ErbB-4 directly associates with PSD-95 in heterologous cells by interactions requiring its C terminus. QT-6 fibroblasts were transiently transfected with ErbB-4 and PSD-95 expression vectors to analyze for interactions between these proteins. (A) Coimmunoprecipitation assays were performed from lysates of cells transfected with constructs encoding PSD-95 (P), ErbB-4 (E), and both proteins (E/P) using ErbB-4 or PSD-95 antisera for immunoprecipitation (IP Ab), and probing the Western blots with anti-PSD-95 and anti-ErbB-4 antisera. A mock transfection (M) using an empty expression vector was used as negative control. (B) A truncated form of ErbB-4, missing the C-terminal 48 amino acids, fails to interact with PSD-95. Coimmunoprecipitation experiments and Western blots were performed as above, using lysates from cells transfected with constructs encoding the truncated ErbB-4 receptor alone (tE) or in combination with PSD-95 (tE/P).

Figure 4

Immunocytochemical localization of ErbB-4 at synaptic sites of cultured hippocampal cells.
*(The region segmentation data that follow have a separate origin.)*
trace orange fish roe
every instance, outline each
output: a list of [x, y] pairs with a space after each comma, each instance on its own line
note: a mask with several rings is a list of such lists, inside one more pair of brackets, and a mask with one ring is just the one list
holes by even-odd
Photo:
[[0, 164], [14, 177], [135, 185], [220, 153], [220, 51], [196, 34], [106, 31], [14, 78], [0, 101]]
Double immunofluorescence was performed on dissociated hippocampal neurons cultured for 3 wk. (A–C) ErbB-4 receptor puncta (red) are located at synaptic sites apposed to a subset of the synaptophysin-positive presynaptic terminals (green). The yellow color in the enlarged view (C) indicates the extent of immunofluorescence overlap. (D–F) ErbB-4 receptors (red) and PSD-95 (green) colocalize in a subset of synaptic puncta (yellow). (G–I) ErbB-4 receptors (red) and the NR1 subunit of the NMDA receptor (green) also colocalize at puncta (yellow). Areas that are boxed are enlarged (Bottom), and the arrows indicate examples of colocalization.